The big draw for joining unions has always been the rich benefits. Couple this with the possibility of scaled back plans due to the "Cadillac Tax" and union leaders are left with "not much". So much for the "If you like your plan, you can keep it" promises, that was talk for an election year.

I spent one summer home from school working as a Culinary and Bartenders Local member while cooking in a hotel. The "lifers" in the kitchen swore by it, but I saw a group that new it couldn't be easily fired, going for breaks when the kitchen got busy. You get the picture. For people at the bottom economically the revelation that their President brought them this law, well that must be disappointing. 
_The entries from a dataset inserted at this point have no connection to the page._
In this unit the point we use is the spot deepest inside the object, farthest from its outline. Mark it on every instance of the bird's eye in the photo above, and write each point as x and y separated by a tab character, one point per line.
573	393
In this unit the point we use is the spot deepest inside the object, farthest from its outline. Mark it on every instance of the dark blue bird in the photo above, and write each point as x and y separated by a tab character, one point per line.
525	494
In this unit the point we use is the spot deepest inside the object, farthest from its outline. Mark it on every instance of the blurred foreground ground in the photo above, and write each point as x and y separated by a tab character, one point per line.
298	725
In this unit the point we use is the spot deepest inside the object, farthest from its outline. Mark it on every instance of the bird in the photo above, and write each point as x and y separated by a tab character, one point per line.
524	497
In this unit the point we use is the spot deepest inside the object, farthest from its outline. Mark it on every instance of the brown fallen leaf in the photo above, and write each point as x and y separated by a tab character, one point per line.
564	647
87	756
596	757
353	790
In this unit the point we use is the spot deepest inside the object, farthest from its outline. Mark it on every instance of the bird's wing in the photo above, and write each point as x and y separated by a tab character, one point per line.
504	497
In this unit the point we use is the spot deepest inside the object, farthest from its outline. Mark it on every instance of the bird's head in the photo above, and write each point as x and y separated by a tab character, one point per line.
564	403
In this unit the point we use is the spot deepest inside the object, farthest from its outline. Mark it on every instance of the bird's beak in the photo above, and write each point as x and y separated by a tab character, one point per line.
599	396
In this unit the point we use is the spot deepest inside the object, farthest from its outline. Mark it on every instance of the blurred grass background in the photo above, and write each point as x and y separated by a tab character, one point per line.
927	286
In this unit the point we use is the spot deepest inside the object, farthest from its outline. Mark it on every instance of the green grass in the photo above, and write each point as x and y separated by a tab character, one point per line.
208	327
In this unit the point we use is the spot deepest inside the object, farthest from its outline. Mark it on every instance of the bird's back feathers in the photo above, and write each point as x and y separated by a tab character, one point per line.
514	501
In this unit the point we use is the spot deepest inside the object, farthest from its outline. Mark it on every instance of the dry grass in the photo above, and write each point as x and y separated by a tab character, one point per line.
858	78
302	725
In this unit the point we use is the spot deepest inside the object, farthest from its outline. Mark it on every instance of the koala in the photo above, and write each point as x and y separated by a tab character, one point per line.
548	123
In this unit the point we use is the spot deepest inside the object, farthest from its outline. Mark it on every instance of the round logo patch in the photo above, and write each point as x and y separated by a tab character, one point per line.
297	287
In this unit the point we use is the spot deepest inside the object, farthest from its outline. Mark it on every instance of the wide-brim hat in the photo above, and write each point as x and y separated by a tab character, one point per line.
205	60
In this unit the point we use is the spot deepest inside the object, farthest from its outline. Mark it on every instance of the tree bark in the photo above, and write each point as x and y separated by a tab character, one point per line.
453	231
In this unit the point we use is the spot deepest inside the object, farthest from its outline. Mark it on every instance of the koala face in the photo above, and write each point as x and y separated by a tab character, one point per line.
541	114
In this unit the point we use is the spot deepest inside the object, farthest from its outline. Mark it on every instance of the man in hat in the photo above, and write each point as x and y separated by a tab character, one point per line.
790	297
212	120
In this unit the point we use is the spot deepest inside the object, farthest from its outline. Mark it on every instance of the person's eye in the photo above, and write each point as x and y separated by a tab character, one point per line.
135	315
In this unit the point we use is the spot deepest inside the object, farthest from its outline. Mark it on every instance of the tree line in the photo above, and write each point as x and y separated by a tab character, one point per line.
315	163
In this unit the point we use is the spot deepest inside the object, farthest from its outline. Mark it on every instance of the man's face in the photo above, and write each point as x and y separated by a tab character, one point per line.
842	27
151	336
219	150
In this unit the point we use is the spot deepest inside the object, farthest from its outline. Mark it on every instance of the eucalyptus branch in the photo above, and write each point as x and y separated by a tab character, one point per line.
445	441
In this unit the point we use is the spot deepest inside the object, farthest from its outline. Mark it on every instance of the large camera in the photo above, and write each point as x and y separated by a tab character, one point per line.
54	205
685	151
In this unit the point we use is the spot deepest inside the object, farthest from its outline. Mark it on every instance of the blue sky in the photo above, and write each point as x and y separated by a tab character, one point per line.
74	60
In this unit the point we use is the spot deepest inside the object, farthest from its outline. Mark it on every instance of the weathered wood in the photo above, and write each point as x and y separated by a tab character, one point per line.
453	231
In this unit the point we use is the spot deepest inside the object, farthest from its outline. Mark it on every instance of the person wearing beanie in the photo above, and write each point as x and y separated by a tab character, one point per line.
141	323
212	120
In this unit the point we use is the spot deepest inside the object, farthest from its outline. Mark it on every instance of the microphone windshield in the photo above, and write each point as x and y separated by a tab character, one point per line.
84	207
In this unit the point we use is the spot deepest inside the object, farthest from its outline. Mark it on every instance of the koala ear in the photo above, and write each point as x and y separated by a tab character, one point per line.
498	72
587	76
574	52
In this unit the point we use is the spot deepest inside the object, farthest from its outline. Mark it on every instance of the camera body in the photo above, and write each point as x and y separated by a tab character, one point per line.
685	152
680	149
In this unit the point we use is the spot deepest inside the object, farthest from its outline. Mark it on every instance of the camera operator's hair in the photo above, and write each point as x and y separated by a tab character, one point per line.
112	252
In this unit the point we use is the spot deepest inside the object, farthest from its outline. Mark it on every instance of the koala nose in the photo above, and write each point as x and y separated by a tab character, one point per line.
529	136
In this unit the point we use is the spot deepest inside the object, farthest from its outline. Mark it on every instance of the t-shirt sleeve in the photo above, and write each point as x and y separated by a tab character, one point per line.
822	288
Wednesday, August 18, 2010

As the COBRA subsidy extension ends, employers would be wise to offer high deductible HSA plans

Congress has not renewed a subsidy that helped many jobless Americans afford health benefits. COBRA requires employers to continue insurance for former employees for 18 more months, if they pay the entire premium plus a 2% administrative fee. Last year, Congress approved a 65% COBRA premium subsidy, but it ended May 31.

People who started on COBRA before May 31 can still get the aid, but those who had exhausted the 15-month subsidy, and the newly unemployed, aren’t eligible.
Finding affordable insurance can be tough. The average price for family coverage is about $1,100 a month, with the subsidy, COBRA coverage costs $385.

Thus, there is a need for low cost high deductible options. The higher the deductible, the lower the premium cost and the lower the cost for COBRA. Now, more than ever, an employer that offers a high deductible HSA plan and contributes to the Health Savings Account of the employee is doing that employee a big favor. The money in a Health Savings Account can be used to pay the COBRA premium and keep the uninsurable employee covered once they have been let go.

For the short sighted employees used to the low copay options and using their medical plan without regard to cost, this new reality is a cold but very real wake up call. It's time to manage your health and healthcare expenditures.